What is landscape scanning?
Scanning is an information-gathering process: seeing what is there, what isn't there, and what further action might be needed. From a grantmaker's perspective, this means seeing who else is funding what, what isn't being funded, and where there are funding gaps. It can involve one-on-one conversations, surveys, using consultants, running focus groups, convening groups of stakeholders, or keeping tabs on responses to social media posts - or any combination of those things.
Scanning can help you to:
- see more broadly
- listen and respond to the communities in which you work
- inform others about what you learn, thereby helping to build a field
- find the "white space", the niche where you can make a contribution
- stimulate your learning.
Why scan?
A scan can help you to find a strategic direction. It can help you to hear key stakeholders. It can help you to understand emerging issues. And it can help you to find out about the work that others are doing, what their interests are; perhaps help you to build relationships and sharpen your own strategy development. How would we approach a scan?
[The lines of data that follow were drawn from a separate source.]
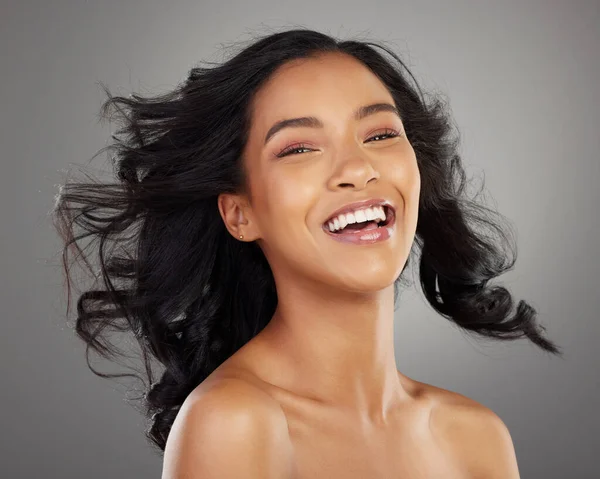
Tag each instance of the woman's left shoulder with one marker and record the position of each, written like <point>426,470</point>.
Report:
<point>474,433</point>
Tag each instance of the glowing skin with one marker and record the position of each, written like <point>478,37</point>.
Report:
<point>332,335</point>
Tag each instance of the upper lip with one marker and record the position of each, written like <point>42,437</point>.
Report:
<point>358,205</point>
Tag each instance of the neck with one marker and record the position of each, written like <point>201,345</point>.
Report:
<point>336,348</point>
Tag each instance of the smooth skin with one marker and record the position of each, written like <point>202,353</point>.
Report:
<point>317,392</point>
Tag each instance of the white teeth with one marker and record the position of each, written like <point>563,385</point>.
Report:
<point>360,216</point>
<point>375,213</point>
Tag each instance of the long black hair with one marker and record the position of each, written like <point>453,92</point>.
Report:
<point>169,271</point>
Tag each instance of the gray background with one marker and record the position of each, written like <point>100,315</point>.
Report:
<point>523,78</point>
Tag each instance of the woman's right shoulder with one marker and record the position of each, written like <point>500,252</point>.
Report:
<point>226,427</point>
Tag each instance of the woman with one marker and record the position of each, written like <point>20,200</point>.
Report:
<point>264,215</point>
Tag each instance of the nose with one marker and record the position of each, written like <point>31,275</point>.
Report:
<point>354,172</point>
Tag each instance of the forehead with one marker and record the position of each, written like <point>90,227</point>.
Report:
<point>332,83</point>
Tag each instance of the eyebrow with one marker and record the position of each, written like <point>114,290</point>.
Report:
<point>314,122</point>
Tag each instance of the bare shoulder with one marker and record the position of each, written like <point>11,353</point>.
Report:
<point>474,434</point>
<point>228,428</point>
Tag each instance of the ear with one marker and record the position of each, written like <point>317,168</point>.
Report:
<point>236,212</point>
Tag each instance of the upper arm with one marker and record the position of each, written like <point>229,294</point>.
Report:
<point>231,431</point>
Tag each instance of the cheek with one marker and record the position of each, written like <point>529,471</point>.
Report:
<point>288,199</point>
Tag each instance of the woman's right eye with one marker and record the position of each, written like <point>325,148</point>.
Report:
<point>293,149</point>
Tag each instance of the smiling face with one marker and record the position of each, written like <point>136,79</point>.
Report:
<point>305,172</point>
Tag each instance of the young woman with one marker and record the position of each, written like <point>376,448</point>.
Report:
<point>254,243</point>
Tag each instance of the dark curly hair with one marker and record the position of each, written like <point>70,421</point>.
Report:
<point>191,294</point>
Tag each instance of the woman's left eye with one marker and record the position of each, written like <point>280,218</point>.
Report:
<point>387,133</point>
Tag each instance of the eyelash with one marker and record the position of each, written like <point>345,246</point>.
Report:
<point>287,151</point>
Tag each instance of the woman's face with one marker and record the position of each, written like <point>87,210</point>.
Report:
<point>292,195</point>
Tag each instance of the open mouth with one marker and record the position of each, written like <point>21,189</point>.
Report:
<point>364,225</point>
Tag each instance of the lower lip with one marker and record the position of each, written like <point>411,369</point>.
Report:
<point>365,237</point>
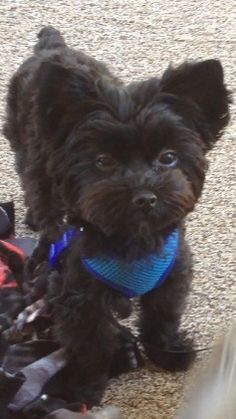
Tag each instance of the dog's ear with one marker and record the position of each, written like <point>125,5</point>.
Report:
<point>202,83</point>
<point>65,95</point>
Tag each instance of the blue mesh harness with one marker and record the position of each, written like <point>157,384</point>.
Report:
<point>130,278</point>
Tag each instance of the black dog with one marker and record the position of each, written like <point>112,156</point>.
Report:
<point>126,163</point>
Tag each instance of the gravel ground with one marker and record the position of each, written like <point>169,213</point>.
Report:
<point>139,39</point>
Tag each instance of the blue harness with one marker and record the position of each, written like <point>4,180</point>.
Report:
<point>130,278</point>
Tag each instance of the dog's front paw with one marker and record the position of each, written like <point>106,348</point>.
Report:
<point>178,357</point>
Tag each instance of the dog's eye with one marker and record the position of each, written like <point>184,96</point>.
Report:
<point>105,162</point>
<point>168,158</point>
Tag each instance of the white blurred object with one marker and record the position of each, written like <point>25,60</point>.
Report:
<point>215,395</point>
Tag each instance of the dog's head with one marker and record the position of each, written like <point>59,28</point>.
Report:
<point>131,160</point>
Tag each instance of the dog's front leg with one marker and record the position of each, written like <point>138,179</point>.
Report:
<point>85,330</point>
<point>161,311</point>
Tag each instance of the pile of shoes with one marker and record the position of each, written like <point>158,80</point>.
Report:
<point>33,368</point>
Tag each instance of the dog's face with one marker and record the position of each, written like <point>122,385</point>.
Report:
<point>134,164</point>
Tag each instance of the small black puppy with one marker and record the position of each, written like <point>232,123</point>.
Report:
<point>127,164</point>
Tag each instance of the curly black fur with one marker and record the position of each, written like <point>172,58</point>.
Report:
<point>86,146</point>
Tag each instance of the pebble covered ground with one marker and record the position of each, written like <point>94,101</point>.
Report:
<point>139,39</point>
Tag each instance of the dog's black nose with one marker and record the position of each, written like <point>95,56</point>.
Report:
<point>145,200</point>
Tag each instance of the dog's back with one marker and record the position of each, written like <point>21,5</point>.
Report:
<point>25,84</point>
<point>215,396</point>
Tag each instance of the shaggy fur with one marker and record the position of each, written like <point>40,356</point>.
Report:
<point>126,162</point>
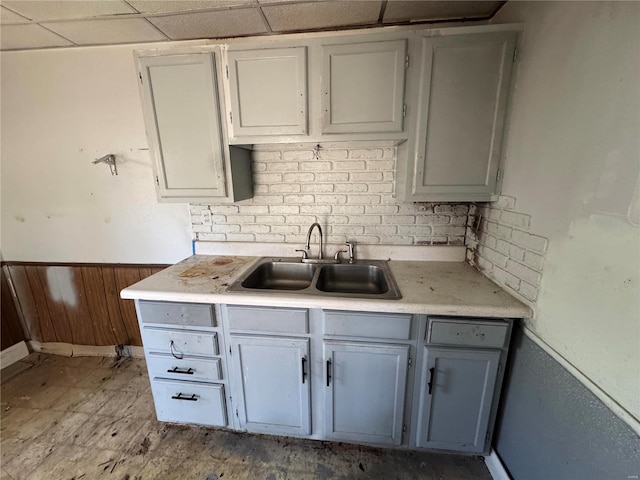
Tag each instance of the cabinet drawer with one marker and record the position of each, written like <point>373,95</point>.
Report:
<point>392,326</point>
<point>187,368</point>
<point>189,402</point>
<point>267,319</point>
<point>184,314</point>
<point>180,342</point>
<point>467,332</point>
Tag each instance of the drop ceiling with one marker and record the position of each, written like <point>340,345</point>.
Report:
<point>29,24</point>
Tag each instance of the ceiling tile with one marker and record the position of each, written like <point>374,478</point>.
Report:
<point>401,11</point>
<point>166,6</point>
<point>29,36</point>
<point>101,32</point>
<point>7,16</point>
<point>221,23</point>
<point>61,10</point>
<point>314,15</point>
Grantcraft notes that the questions you pose and the way you pose them can determine the answers you get, so you need to frame your questions with care:
- Make questions as broad or tightly focused as you want the answers to be.
- Invite respondents to step into your shoes and help you think through your funding priorities.
- Ask and probe, but frame questions neutrally and let the respondents do most of the talking.
- Share what you're learning and refine your questions as needed.
And take care to gather diverse points of view:
- Call on people from different disciplines, places and levels of involvement.
- Seek out contrary points of view.
- Find people whose expertise is different from yours.
- Ask your contacts to connect you with their other contacts.
- Listen to people who are close to the problem.
- If you're convening a group, look for people who are collaborative and open-minded.
Scanning continuously
Regular scanning can help you to maintain perspective. Try these techniques:
- Routinely ask grantees (or other stakeholders) a small number of open-ended questions.
- Compile key news stories and reports of things happening in your field.
- Follow a select few blogs, Twitter feeds and Facebook connections.
- Hold informal cross-sector discussions about emerging issues.
- Invite experts to talk to you about emerging or important issues that you are already involved in or are about to explore.
Sharing your results
When you share what you learn with those who contributed to your scan and other interested parties, you contribute to a body of knowledge. Options and outcomes include:
- reporting to the field.
- building a case within your foundation for something you want to pursue.
- brokering new coalitions.
- establishing networks.
- meeting ongoing information needs (perhaps with a blog or email newsletter).
- briefing other funders.
- setting a baseline for future action.